Ragazze, sono a casa! Mamma, dove siete? Ho comprato una torta! annunciò Luca, sorridente, portando una torta al cioccolato. Non aveva idea del ciclone che si era scatenato.

Entrò nella camera da letto, con il sorriso che lentamente svaniva.

Che succede Ginevra? Perché sei nel vestito di Elena?

Luca! strillò Ginevra, correndo verso di lui, la gonna stretta e le scarpe che scivolavano. Mi vuole uccidere! Vuole tagliarmi! Sono solo stata a provarlo, ma lei urla, chiama la polizia! Diccelo!

Luca guardò Elena, confuso. Elena, a braccia incrociate, osservava la scena con disprezzo totale.

Luca, tua sorella ha indossato il mio vestito da collezione, lha rotto, ha spaccato la cerniera e ha rovinato le scarpe; tua madre ha rovistato nella mia borsa. Ti do dieci minuti per sistemare le cose.

Elena, forse iniziò Luca, cercando di mediare.

Guarda il vestito, Luca interruppe Elena. Vieni a vedere.

Luca si avvicinò. Vide il buco sul fianco, le macchie di umidità, la cerniera spezzata, i vestiti sparsi sul letto, tutto quello che Elena custodiva con cura.

Ginevra alzò gli occhi verso la sorella. Perché lhai fatto? Ti avevo chiesto di non farlo.

Che importa! Ginevra reagì, agitata. È solo un vestito! Lo ricuciremo! Siamo ricchi, compreremo un altro! E tu, Luca, non ti importa più di tua moglie?

Togli il vestito disse Luca, asciutto.

Cosa?

Toglilo subito.

Non è possibile! sbuffò Elena. È incastrata. Tagliate la cerniera.

Loperazione di liberazione richiese cinque minuti, accompagnata dai lamenti di Giulia dal corridoio e dai gemiti di Ginevra. Elena dovette tagliare la seta lungo la schiena. Ogni taglio era una piccola ferita al cuore, ma non mostrò alcuna debolezza. Il vestito cadde a terra, un mucchietto di seta costosa.

Ginevra rimase in biancheria intima e collant. Raccolse rapidamente i suoi vestiti dal pouf e si vestì, sussurrando:

Ti avveleno con i tuoi vestiti. Che ciurma di borghesi! Che la tua tarlatana li mangi tutti!

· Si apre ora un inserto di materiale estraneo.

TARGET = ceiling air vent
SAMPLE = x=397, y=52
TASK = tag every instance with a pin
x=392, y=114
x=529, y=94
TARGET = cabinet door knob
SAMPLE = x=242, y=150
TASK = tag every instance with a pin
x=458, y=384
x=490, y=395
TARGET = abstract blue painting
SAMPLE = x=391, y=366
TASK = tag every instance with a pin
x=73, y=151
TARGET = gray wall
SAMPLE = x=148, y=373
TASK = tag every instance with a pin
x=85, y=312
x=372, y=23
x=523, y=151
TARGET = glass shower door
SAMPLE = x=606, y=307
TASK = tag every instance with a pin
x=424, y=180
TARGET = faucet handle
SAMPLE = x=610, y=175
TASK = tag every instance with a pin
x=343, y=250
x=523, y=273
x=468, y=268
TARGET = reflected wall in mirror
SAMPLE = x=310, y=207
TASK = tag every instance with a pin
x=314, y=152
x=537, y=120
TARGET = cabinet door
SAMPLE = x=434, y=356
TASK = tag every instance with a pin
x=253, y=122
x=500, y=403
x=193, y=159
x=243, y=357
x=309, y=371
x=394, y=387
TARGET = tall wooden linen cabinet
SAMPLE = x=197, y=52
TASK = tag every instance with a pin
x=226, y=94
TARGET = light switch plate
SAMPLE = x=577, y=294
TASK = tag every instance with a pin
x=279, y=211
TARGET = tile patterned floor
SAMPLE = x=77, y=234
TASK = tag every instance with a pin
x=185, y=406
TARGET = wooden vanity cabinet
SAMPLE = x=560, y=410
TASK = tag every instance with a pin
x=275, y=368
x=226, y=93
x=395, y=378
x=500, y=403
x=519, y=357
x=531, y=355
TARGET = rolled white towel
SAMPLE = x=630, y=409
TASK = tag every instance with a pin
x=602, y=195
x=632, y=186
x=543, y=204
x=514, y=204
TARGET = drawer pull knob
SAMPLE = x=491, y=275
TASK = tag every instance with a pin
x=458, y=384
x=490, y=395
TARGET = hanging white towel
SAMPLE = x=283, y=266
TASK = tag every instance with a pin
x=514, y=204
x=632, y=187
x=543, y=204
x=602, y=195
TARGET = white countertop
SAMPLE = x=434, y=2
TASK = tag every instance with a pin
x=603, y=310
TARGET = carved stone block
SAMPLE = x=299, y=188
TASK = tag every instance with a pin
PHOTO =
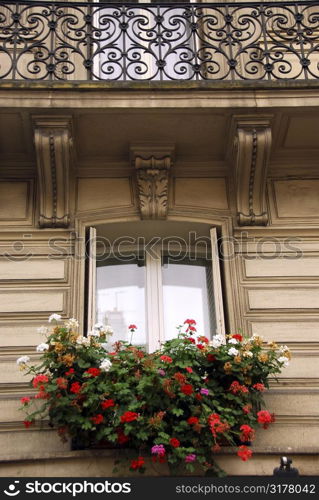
x=152, y=165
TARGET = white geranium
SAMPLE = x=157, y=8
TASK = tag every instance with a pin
x=105, y=365
x=217, y=341
x=43, y=330
x=233, y=341
x=94, y=333
x=255, y=336
x=54, y=317
x=247, y=354
x=100, y=329
x=283, y=360
x=108, y=330
x=72, y=323
x=99, y=326
x=42, y=347
x=283, y=348
x=23, y=360
x=233, y=352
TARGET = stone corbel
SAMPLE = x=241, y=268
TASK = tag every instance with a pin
x=152, y=165
x=52, y=138
x=252, y=145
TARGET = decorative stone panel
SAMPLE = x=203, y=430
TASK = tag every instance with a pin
x=52, y=138
x=252, y=145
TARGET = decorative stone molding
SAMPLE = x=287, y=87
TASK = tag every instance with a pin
x=252, y=145
x=52, y=138
x=152, y=165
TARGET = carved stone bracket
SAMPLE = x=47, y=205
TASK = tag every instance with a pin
x=52, y=138
x=252, y=145
x=152, y=165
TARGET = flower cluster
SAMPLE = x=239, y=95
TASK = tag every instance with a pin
x=179, y=404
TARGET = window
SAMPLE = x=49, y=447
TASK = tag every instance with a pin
x=155, y=287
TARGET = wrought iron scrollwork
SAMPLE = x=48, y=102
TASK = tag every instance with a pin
x=158, y=41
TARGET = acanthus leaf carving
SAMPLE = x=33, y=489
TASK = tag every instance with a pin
x=152, y=166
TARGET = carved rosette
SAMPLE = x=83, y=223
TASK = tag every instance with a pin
x=152, y=180
x=252, y=152
x=52, y=138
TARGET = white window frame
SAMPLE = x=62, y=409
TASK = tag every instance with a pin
x=154, y=290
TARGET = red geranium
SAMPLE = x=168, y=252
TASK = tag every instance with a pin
x=94, y=372
x=166, y=359
x=42, y=395
x=107, y=403
x=187, y=389
x=189, y=322
x=62, y=383
x=75, y=387
x=39, y=379
x=137, y=464
x=121, y=437
x=203, y=339
x=244, y=453
x=69, y=372
x=179, y=377
x=238, y=337
x=259, y=387
x=190, y=339
x=192, y=420
x=25, y=400
x=235, y=387
x=247, y=433
x=211, y=358
x=129, y=416
x=97, y=419
x=174, y=442
x=265, y=418
x=247, y=409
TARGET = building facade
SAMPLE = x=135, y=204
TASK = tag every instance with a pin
x=185, y=126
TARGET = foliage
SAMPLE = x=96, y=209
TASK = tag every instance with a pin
x=180, y=404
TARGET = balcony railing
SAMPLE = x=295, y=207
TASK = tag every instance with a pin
x=125, y=41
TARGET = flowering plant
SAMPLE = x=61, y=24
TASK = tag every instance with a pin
x=180, y=404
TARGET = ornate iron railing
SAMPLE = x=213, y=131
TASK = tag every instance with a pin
x=125, y=41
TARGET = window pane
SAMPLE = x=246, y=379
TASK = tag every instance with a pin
x=187, y=292
x=121, y=300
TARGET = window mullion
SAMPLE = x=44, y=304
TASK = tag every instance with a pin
x=154, y=300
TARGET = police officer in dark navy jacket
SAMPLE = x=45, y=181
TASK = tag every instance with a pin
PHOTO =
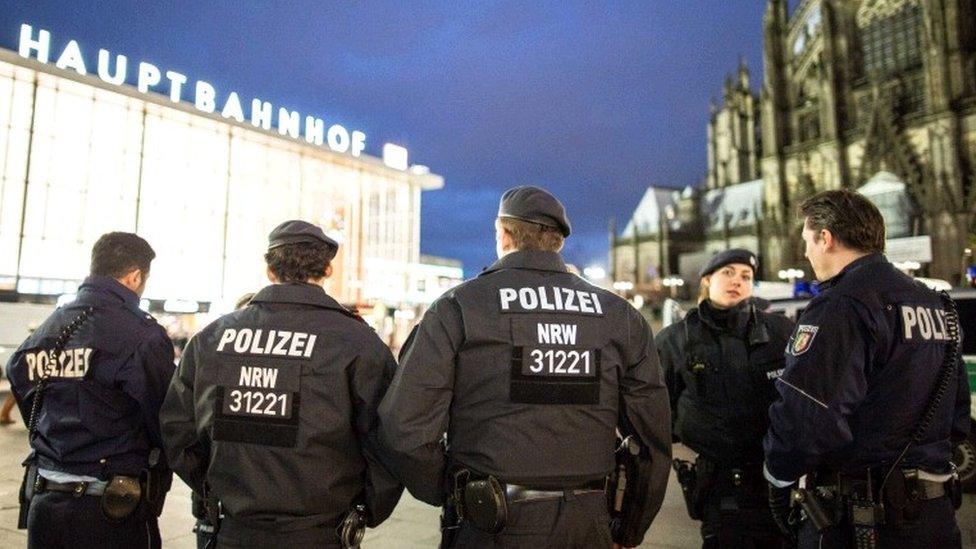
x=89, y=382
x=867, y=358
x=529, y=370
x=271, y=415
x=720, y=363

Quindici minuti dopo lappartamento era vuoto. Luca chiamò un taxi per la madre, le diede qualche euro (Elena lo vide ma non commentò) e tornò a casa.

Nel salotto regnava il silenzio. Elena sedeva sul divano, fissando un punto fisso. Il vestito rovinato giaceva sul tavolo, prova tangibile del crimine.

Luca si avvicinò, ma non osò abbracciarla.

Mi dispiace disse infine.

Per cosa? chiese Elena, senza voltarsi.

Per non averti ascoltata. Per averli portati. Per averli lasciati così.

Non puoi rispondere per quello che sono loro. Puoi rispondere per dove sono. Non voglio più vederli nella nostra casa, Luca. Mai più.

Luca annuì, ma Elena continuò:

Non è una questione di capriccio.Così, con la porta chiusa a chiave e il cuore più leggero, Elena imparò che proteggere il proprio spazio è lunico modo per custodire veramente se stessa.